The wheelchair is an incredible tool. I believe that it makes the audience want to listen more closely to what I have to say. I do not want to spread fear, but I believe it does that in a way. Although by spreading that fear and capturing the attention of the audience, they will listen and see that I actually have a message of hope. Being disabled there is a stereotype that people believe that you’re miserable and do not live a high quality of life. People probably look at me before I start speaking and pray that they never end up in my shoes. When I tell people that I am happier now than I’ve ever been, I wonder if they actually believe it. I want to spread the message that no matter what situation you are in you are in charge of your own happiness. No one else can change your mindset and a positive mindset is all you need to find happiness. You can’t compare your life to others. You can’t focus on what you don’t have or what you can’t do. You need to focus on the things that you have in your life and you truly just need to appreciate being alive. The one thing you should never do is complain.

This brings me back to working with people one-on-one. You can’t speak to a crowd for an hour and expect a story to completely change their lives. Maybe they don’t believe you that you have found true happiness. Although when you work with someone one-on-one they see that you’re actually living the way that you claim to be living. This motivates them to believe that they can change their mindset.

Those people that are happily living with a disability are often called an “inspiration”. I’ve heard it many times before, but I do not believe it is fair because so many people have struggles in their lives that aren’t visible, unlike the disabled, and those people never get credit. We all have our own struggles and we can’t compare ourselves to others. It should be inspiring to see anyone living in true happiness without complaints in this high-pressure society. We need more people like that in this world. Those are the people that will change the world one life at a time.

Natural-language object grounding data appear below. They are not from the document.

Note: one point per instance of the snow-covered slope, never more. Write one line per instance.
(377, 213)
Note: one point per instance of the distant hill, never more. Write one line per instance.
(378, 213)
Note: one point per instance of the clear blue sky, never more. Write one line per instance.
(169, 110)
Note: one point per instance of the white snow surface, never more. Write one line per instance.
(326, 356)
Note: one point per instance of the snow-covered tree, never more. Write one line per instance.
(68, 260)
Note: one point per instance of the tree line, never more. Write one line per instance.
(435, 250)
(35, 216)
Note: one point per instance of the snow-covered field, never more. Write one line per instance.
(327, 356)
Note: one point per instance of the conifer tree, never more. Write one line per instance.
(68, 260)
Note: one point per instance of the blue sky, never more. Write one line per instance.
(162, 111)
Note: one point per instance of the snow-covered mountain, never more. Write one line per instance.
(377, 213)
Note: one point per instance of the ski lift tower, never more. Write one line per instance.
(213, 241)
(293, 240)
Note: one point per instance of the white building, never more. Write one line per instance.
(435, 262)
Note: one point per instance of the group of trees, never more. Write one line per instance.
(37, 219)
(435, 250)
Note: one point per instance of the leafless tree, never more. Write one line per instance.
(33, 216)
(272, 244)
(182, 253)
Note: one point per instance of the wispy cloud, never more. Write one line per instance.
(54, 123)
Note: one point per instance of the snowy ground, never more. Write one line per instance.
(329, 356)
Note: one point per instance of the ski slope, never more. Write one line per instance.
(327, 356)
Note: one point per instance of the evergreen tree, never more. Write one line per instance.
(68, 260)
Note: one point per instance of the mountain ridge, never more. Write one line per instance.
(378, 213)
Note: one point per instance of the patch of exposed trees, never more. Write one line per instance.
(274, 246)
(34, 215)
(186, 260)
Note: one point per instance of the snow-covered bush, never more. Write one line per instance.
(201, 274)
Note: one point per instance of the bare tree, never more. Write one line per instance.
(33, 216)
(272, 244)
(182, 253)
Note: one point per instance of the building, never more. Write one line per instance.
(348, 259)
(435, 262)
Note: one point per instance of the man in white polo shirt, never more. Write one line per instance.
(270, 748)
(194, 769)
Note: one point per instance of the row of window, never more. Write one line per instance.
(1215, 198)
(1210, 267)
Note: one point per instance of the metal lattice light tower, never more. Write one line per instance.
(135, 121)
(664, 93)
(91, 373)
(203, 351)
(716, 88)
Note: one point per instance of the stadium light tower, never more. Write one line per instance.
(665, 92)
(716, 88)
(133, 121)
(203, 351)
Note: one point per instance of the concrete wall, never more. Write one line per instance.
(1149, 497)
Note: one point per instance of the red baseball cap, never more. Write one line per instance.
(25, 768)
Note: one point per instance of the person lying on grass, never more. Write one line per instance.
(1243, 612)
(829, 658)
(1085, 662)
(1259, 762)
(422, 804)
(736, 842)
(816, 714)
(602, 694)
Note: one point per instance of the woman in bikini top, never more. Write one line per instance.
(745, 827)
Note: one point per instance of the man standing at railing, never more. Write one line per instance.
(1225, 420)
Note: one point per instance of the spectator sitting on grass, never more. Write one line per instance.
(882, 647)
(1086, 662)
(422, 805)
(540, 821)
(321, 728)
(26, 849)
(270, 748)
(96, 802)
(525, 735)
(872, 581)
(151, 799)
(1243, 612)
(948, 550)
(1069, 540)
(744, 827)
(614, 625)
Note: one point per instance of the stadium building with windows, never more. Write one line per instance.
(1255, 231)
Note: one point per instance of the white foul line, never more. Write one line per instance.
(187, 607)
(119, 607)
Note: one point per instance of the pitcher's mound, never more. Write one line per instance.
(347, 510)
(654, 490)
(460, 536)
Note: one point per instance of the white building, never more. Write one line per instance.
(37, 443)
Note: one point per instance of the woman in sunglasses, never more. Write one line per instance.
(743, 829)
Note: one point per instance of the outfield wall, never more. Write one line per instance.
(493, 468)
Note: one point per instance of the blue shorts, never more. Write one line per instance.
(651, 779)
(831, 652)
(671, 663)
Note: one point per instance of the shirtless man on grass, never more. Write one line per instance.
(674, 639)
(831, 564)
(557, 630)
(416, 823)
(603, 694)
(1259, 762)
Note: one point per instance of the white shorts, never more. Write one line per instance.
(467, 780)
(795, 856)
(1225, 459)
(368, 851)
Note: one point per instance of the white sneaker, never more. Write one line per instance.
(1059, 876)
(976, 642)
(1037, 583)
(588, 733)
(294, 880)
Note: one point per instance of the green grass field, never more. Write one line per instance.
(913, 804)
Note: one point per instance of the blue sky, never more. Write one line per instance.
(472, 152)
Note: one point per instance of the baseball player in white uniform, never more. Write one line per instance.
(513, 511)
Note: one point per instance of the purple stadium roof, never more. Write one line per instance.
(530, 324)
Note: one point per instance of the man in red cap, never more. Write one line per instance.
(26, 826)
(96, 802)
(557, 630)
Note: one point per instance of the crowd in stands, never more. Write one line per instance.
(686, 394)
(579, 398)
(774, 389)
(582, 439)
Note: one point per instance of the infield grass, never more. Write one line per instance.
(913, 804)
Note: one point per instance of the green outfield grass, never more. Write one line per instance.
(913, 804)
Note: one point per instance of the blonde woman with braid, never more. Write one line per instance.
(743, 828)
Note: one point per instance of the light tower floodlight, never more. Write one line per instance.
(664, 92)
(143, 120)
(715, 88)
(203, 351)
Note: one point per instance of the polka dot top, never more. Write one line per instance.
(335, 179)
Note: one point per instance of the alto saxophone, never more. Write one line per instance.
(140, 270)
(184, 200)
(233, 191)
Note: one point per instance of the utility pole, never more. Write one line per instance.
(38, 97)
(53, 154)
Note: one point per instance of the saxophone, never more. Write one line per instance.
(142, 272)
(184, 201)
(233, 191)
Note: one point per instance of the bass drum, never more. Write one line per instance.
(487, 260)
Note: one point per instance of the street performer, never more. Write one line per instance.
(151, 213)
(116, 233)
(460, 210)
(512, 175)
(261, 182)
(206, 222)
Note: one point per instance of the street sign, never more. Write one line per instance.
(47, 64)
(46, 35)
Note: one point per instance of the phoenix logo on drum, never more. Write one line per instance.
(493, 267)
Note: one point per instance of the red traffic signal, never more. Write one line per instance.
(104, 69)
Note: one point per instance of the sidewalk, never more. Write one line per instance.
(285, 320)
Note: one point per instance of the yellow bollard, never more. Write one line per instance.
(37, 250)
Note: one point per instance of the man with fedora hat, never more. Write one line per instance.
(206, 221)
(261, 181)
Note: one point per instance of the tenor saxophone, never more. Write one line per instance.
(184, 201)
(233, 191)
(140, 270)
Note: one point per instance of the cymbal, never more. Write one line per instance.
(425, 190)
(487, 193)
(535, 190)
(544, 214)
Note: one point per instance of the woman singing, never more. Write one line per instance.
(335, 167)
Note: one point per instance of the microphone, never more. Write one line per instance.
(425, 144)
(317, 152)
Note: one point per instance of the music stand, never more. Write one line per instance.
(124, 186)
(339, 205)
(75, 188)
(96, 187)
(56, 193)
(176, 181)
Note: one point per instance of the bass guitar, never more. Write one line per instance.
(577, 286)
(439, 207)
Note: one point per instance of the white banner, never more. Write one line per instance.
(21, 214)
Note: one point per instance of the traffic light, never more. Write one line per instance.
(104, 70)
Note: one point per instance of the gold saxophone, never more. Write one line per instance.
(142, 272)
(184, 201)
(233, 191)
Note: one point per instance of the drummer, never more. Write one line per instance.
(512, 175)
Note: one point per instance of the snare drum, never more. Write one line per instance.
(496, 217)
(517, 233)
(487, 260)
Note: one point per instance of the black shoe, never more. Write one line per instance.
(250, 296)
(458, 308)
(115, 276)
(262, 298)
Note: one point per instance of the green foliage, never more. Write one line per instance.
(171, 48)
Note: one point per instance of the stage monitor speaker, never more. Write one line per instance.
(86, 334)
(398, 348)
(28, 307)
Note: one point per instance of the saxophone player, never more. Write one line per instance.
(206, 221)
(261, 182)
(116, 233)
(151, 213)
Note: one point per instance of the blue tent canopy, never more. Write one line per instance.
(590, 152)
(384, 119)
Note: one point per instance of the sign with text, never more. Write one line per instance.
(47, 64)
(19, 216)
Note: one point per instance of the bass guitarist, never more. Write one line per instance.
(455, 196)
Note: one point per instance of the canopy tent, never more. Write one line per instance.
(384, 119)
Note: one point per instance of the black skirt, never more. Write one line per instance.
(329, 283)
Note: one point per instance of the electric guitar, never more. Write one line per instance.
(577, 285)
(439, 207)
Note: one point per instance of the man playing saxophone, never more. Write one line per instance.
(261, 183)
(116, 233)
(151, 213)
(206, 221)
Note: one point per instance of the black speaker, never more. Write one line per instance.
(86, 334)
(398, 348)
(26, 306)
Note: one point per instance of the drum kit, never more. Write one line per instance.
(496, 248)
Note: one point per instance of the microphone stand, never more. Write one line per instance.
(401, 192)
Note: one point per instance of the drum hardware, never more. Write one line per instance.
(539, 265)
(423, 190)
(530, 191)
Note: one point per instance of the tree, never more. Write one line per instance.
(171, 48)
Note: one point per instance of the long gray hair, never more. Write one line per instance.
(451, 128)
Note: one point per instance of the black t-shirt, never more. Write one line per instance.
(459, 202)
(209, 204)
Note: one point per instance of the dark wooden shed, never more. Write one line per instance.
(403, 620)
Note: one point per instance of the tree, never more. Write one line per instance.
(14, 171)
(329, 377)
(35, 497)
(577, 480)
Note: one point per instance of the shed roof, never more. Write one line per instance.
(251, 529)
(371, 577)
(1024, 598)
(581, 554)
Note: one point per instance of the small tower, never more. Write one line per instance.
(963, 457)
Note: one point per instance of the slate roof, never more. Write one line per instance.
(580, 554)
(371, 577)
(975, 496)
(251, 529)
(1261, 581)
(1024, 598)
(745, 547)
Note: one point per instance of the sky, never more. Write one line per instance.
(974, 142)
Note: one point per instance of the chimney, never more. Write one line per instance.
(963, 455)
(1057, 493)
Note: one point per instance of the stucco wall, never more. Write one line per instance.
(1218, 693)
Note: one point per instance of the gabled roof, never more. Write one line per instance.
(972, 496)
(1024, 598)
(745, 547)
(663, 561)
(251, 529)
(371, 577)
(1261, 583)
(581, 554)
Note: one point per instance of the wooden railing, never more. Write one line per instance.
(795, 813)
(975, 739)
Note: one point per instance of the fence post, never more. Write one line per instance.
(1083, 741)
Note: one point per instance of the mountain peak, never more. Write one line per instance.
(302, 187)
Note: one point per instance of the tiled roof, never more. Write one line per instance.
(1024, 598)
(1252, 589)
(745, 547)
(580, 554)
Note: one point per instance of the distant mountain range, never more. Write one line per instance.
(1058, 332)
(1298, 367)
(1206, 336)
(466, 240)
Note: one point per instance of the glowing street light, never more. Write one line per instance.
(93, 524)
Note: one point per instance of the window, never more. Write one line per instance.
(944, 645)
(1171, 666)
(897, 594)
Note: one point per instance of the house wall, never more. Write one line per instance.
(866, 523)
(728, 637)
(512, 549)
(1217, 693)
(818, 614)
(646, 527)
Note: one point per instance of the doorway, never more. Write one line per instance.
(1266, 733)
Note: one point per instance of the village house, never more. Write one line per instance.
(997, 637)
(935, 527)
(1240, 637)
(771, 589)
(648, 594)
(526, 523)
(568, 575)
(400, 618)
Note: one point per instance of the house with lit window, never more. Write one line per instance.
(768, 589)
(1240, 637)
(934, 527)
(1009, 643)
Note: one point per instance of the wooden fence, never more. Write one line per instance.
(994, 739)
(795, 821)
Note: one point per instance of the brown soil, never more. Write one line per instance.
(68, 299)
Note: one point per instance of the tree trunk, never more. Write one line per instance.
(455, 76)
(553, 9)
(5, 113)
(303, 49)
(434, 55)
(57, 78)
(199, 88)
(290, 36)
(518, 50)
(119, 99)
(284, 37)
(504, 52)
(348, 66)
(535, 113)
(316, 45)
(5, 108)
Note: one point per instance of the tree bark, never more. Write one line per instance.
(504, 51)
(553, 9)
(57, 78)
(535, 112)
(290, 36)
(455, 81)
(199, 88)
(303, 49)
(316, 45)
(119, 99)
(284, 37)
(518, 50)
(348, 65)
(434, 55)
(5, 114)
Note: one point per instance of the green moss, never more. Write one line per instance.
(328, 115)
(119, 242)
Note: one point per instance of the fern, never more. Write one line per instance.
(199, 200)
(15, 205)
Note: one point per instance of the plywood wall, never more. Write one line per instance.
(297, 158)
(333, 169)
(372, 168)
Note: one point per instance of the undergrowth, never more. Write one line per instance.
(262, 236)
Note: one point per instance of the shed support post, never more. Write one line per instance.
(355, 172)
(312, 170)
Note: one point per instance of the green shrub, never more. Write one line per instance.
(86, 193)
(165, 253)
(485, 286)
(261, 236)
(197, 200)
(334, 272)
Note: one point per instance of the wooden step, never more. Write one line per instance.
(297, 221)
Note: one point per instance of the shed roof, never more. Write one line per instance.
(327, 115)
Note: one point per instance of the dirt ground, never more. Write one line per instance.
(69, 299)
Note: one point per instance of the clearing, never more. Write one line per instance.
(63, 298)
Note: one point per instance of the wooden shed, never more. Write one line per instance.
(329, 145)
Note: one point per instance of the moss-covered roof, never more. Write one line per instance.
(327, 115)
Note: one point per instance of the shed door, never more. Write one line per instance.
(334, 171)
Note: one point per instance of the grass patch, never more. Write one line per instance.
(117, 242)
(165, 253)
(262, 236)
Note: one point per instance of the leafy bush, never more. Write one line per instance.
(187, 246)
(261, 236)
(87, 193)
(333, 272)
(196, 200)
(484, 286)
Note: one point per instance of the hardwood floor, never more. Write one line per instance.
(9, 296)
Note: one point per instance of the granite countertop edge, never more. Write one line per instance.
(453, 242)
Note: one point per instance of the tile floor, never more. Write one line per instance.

I challenge you to be one of those people. I challenge you to live each day without complaining. If someone complains to you don’t agree with them. Try to help them focus on all the positive things in their life. Try to help them envision a better future. Positivity is contagious.The same goes for negativity. Positivity will attract positive people and make those people with a negative mindset think twice about their life. Change your mindset. Change the people around you. Change the world one life at a time.